GSA Connects 2022 meeting in Denver, Colorado

Paper No. 139-10
Presentation Time: 10:30 AM

AGE-DEPENDENT EXTINCTION AND THE NEUTRAL THEORY OF BIODIVERSITY


SAULSBURY, James1, PARINS-FUKUCHI, Caroline2, REITAN, Trond3, WILSON, Connor J.1 and LIOW, Lee Hsiang1, (1)Natural History Museum, University of Oslo, Oslo, 0562, Norway, (2)Department of Ecology & Evolutionary Biology, University of Toronto, Toronto, ON M5S 3B2, Canada, (3)Natural History Museum and Centre for Ecological and Evolutionary Synthesis (CEES), University of Oslo, PO Box 1066 Blindern, Oslo, 0316, Norway

The apparent constancy of extinction risk over the lifetime of fossil taxa was central in the development of Van Valen’s (1973) Red Queen hypothesis, and the analysis of taxonomic survivorship curves has since motivated much paleobiological investigation. Yet contrary to the predictions of Red Queen, declining extinction risk with taxon age seems to be at least as common as Red Queen-type age-independent survivorship curves. Although much work has gone into characterizing empirical patterns in such curves, little progress has been made in developing theoretical alternatives to Red Queen. Here we develop and test a new approach based on the neutral theory of biodiversity, a population model in which the demographic properties of individuals are independent of species identity and which successfully predicts empirical patterns of species abundance distributions, species-area relationships, and phylogenetic tree shape.
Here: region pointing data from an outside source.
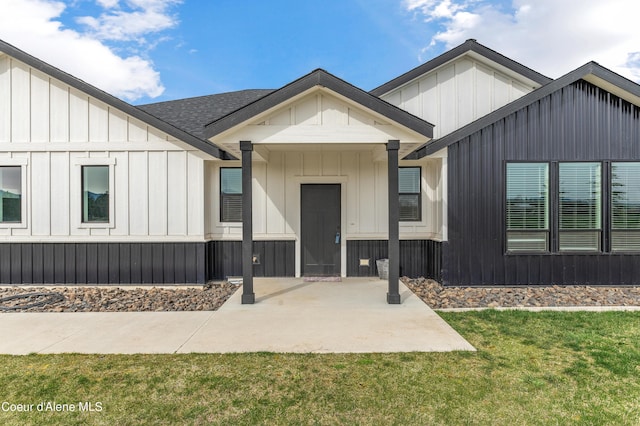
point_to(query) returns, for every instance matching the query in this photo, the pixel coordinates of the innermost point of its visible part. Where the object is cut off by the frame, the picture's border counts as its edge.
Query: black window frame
(549, 212)
(19, 203)
(417, 195)
(612, 212)
(223, 197)
(560, 231)
(86, 219)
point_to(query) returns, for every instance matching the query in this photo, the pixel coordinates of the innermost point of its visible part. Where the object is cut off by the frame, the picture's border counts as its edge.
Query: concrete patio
(289, 315)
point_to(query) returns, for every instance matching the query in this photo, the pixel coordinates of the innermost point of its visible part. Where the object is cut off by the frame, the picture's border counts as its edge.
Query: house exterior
(471, 169)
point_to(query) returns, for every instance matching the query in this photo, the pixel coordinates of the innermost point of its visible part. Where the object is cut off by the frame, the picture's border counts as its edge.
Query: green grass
(530, 368)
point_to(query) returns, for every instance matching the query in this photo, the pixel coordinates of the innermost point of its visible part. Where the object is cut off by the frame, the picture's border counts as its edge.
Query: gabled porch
(319, 166)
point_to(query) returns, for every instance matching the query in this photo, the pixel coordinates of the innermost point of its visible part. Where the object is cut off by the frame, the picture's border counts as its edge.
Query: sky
(145, 51)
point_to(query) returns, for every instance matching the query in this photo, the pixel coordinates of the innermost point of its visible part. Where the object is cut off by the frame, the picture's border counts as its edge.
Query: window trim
(549, 212)
(610, 212)
(77, 192)
(220, 197)
(604, 183)
(23, 163)
(419, 193)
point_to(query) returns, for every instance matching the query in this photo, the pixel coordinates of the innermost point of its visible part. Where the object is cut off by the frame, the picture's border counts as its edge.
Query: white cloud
(550, 36)
(131, 19)
(35, 27)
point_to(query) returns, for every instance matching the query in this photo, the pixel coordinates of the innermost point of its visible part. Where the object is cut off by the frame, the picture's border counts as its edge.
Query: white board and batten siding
(457, 93)
(276, 195)
(52, 129)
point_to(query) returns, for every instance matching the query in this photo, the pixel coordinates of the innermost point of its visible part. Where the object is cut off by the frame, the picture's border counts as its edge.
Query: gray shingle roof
(322, 78)
(193, 114)
(110, 100)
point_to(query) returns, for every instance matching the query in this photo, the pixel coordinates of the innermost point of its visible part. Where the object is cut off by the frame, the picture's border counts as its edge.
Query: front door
(320, 229)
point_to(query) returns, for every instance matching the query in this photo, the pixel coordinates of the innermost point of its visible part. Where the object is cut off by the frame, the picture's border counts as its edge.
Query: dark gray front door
(320, 224)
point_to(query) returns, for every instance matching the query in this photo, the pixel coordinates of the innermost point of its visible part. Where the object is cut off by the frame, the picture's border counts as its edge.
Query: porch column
(393, 294)
(248, 297)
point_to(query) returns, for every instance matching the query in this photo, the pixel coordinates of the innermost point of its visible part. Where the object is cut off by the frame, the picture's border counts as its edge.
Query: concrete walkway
(289, 316)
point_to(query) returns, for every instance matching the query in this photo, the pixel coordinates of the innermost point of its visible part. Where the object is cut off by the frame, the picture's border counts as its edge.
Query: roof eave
(591, 71)
(323, 79)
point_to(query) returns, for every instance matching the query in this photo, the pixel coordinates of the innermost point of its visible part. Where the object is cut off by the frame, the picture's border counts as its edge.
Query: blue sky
(152, 50)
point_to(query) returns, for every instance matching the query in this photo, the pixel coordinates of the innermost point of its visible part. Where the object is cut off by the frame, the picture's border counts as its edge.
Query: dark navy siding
(418, 258)
(224, 259)
(102, 263)
(580, 122)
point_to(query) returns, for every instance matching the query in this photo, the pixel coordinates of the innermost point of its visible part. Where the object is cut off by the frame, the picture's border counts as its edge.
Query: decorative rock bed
(439, 297)
(212, 296)
(117, 299)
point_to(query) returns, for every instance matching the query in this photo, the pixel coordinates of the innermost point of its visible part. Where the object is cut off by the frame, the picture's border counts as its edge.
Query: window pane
(231, 194)
(527, 241)
(580, 200)
(625, 196)
(409, 207)
(409, 180)
(625, 207)
(409, 194)
(11, 194)
(527, 196)
(579, 241)
(95, 194)
(231, 180)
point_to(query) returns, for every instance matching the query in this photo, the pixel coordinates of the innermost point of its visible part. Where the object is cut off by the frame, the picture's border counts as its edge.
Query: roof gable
(591, 72)
(473, 49)
(192, 114)
(112, 101)
(301, 87)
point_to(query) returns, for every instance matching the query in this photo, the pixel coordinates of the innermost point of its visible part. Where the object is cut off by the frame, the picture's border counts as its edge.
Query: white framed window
(13, 186)
(230, 194)
(410, 193)
(94, 192)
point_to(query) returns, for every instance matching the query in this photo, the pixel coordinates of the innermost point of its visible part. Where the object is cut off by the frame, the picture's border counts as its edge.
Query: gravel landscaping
(212, 296)
(440, 297)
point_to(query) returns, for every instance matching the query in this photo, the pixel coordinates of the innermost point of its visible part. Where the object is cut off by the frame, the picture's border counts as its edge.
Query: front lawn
(530, 368)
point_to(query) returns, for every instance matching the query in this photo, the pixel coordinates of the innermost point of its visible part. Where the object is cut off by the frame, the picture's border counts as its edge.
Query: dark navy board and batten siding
(418, 258)
(276, 259)
(579, 122)
(102, 263)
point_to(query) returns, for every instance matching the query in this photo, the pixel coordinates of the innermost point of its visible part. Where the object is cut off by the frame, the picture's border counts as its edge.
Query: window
(231, 194)
(527, 207)
(410, 194)
(625, 207)
(10, 194)
(95, 194)
(579, 207)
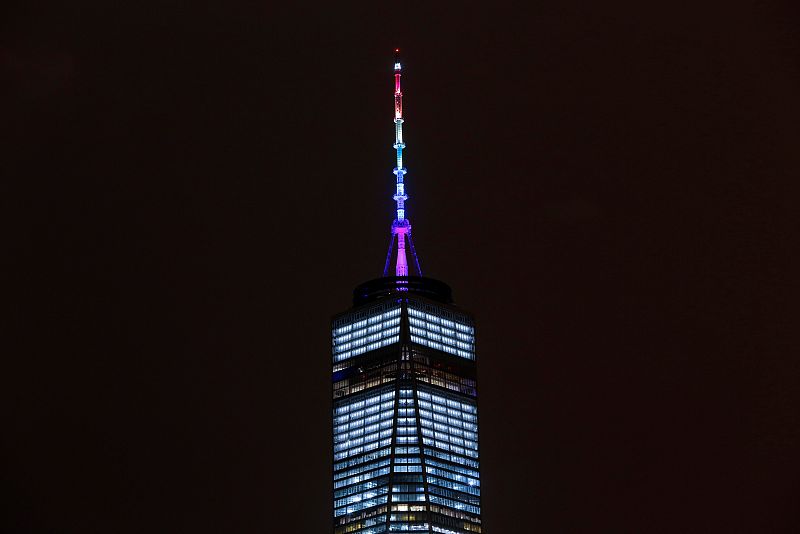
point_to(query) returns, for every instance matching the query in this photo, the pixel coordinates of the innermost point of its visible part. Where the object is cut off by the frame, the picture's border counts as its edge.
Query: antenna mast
(401, 227)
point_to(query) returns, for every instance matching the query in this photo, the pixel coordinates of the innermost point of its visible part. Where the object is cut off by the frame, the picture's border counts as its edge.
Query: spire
(401, 227)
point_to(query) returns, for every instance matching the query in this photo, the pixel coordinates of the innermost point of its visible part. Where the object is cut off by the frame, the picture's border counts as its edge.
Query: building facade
(405, 415)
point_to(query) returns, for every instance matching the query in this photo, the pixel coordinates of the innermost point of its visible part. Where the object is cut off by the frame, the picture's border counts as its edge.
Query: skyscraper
(405, 421)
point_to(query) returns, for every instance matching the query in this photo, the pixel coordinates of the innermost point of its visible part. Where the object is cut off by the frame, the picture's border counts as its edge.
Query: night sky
(190, 190)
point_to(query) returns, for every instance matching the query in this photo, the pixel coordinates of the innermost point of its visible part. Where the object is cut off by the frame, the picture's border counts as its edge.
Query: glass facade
(405, 419)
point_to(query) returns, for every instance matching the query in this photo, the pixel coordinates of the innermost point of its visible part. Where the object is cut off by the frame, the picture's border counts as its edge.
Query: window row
(361, 469)
(457, 486)
(452, 342)
(377, 473)
(355, 506)
(444, 348)
(455, 458)
(360, 431)
(362, 449)
(432, 327)
(351, 443)
(381, 322)
(438, 318)
(340, 345)
(375, 315)
(367, 348)
(435, 499)
(369, 457)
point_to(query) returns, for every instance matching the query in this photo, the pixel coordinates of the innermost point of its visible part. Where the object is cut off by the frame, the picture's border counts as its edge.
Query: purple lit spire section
(401, 227)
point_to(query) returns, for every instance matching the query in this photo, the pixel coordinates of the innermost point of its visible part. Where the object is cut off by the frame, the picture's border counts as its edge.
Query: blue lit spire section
(401, 227)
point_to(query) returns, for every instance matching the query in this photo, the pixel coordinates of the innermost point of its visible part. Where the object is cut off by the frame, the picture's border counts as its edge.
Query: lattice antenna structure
(401, 227)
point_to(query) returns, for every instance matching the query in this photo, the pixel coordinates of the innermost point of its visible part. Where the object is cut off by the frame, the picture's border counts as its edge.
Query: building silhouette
(405, 422)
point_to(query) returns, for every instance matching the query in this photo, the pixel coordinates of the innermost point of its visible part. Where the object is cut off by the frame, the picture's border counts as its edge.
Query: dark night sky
(189, 193)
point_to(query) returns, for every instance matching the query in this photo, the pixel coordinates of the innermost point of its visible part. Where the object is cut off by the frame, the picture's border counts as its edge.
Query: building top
(402, 286)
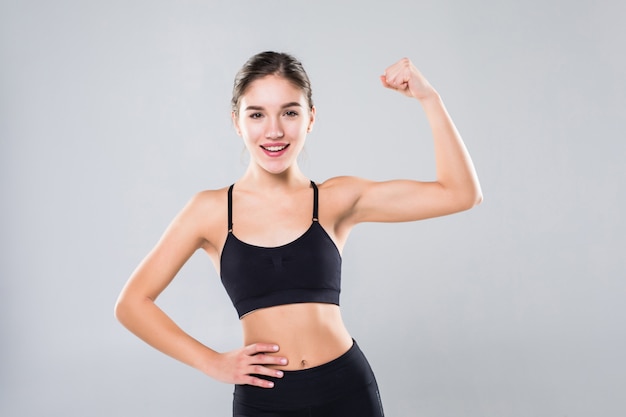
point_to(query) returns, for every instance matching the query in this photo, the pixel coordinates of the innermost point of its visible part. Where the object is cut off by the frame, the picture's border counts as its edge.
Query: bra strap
(230, 208)
(315, 201)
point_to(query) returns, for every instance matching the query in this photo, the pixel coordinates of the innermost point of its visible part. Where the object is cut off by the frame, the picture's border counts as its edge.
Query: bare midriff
(308, 334)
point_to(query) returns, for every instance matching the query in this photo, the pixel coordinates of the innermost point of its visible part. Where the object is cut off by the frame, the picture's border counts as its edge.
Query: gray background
(114, 113)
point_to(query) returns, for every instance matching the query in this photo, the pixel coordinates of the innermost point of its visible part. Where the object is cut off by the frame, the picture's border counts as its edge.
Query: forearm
(455, 169)
(147, 321)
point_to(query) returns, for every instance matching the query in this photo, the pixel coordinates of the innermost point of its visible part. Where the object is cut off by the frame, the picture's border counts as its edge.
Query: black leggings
(342, 387)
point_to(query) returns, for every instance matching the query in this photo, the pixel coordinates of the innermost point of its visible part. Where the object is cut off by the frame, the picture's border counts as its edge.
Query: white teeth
(274, 148)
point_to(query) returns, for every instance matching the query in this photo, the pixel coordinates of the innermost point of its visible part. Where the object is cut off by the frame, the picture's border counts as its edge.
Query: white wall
(112, 114)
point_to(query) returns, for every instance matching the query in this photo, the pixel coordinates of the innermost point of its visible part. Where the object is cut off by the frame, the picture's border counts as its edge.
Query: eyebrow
(284, 106)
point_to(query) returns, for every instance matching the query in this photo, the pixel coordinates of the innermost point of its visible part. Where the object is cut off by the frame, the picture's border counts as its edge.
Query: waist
(308, 334)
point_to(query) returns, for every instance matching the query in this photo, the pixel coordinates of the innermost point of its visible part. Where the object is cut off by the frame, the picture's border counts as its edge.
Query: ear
(235, 119)
(312, 119)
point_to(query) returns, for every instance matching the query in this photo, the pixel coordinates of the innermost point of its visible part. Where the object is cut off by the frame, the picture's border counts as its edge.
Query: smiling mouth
(276, 148)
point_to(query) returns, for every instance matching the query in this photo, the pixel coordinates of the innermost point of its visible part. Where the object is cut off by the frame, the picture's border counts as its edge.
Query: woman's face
(273, 121)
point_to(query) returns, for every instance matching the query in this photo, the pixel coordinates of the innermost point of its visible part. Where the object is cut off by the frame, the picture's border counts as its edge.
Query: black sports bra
(306, 270)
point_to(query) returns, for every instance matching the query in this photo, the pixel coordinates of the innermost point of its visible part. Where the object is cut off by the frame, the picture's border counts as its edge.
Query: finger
(385, 81)
(259, 382)
(260, 370)
(256, 348)
(264, 359)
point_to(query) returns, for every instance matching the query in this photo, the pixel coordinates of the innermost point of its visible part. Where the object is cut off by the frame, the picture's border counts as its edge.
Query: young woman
(276, 238)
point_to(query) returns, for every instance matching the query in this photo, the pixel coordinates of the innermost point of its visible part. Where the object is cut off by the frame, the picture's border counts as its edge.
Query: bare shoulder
(344, 187)
(340, 194)
(206, 216)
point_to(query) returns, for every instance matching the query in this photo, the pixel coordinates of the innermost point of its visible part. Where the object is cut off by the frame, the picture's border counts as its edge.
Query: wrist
(429, 98)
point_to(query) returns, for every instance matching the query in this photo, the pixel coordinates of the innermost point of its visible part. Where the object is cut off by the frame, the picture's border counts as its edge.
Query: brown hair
(271, 63)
We construct transition matrices for abundance dynamics of a single species in a community determined solely by speciation rate and community size (number of individuals), characterize the patterns of age-dependent extinction that result from these dynamics, and compare the results with paleontological data. We find theoretical survivorship curves have two phases: extinction risk is initially high as species expand from low initial abundance, but approaches a constant value after a number of lifespans roughly equal to the community size. Incompletely sampled survivorship curves look more like those predicted by Red Queen due to undersampling of young species. Neutral theory survivorship curves are strikingly similar to those observed in Ordovician-Silurian graptolites when parameterized with plausible estimates of speciation rate, community size, and sampling rate. Despite being an oversimplification of biological reality, neutral theory successfully predicts survivorship because it captures the population dynamics that determine extinction risk. Red Queen is not the only viable explanation for taxonomic survivorship curves: not only does the neutral theory account for a broader variety of empirical survivorship patterns, it also makes straightforward, testable predictions for abundance, community structure, and other aspects of ecology and evolution in the fossil record.